Trump boasted of the benefits the peace deal was likely to bring not only to both countries, but also to the United States, which has been granted exclusive development rights to the Lachin Corridor, a strip of land connecting the long-contested region of Nagorno-Karabakh to Armenia, and which is to be renamed the Trump Route for International Peace and Prosperity.
The peace agreement, which has been the subject of months of negotiations facilitated by Washington, creates a new transit corridor between Azerbaijan to and Nakhchivan, an Azerbaijani region surrounded by Armenian territory whose exclave status has long been a sticking point in discussions between Baku and Yerevan.

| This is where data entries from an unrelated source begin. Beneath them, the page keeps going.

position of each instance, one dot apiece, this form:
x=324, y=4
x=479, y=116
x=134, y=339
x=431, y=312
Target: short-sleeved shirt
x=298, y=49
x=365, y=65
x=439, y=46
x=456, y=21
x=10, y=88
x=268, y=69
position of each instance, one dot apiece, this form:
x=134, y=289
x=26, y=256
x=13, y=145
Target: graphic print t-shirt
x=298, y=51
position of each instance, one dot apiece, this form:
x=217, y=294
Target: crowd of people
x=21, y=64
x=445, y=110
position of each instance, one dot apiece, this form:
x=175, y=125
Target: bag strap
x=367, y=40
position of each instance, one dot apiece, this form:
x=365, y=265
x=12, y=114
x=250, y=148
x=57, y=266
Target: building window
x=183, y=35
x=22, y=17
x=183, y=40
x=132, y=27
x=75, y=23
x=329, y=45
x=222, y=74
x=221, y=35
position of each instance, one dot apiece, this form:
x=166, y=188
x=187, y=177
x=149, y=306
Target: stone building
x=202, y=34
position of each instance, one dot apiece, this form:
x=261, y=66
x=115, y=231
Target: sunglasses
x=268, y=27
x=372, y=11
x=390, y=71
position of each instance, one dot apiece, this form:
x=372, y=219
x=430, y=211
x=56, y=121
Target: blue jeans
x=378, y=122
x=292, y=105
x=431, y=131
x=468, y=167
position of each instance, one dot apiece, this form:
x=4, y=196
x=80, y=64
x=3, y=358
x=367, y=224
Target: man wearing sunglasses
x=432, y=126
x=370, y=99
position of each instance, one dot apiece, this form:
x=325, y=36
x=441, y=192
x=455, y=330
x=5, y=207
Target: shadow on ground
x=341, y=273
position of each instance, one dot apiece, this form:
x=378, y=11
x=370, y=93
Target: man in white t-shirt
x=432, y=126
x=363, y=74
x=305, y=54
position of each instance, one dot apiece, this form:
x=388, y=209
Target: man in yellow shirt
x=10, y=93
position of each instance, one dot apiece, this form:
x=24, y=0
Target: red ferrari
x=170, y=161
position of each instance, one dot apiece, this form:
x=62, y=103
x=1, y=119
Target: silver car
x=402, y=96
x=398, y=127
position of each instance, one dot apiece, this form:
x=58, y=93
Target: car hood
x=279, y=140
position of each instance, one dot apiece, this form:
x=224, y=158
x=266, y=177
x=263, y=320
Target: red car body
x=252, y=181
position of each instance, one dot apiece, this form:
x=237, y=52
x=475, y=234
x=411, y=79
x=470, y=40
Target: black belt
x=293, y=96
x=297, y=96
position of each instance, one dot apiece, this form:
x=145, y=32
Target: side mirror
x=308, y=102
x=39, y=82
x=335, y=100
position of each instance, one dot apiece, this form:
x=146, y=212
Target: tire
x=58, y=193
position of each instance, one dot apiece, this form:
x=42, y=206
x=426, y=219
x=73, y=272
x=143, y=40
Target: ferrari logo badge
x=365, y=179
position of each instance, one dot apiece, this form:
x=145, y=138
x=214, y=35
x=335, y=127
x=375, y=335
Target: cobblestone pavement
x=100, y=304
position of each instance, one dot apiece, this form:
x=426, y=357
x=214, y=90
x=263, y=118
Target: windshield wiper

Azerbaijan and Armenia have been in conflict for almost four decades over Nagorno-Karabakh, a disputed region located within Azerbaijan despite its population being made up of an ethnic Armenian majority.
After three decades of the contested region of Karabakh being run by Armenia, Azerbaijan retook it in a surprise invasion in September 2023, leading to the mass exodus of some 100,000 ethnic Armenian residents.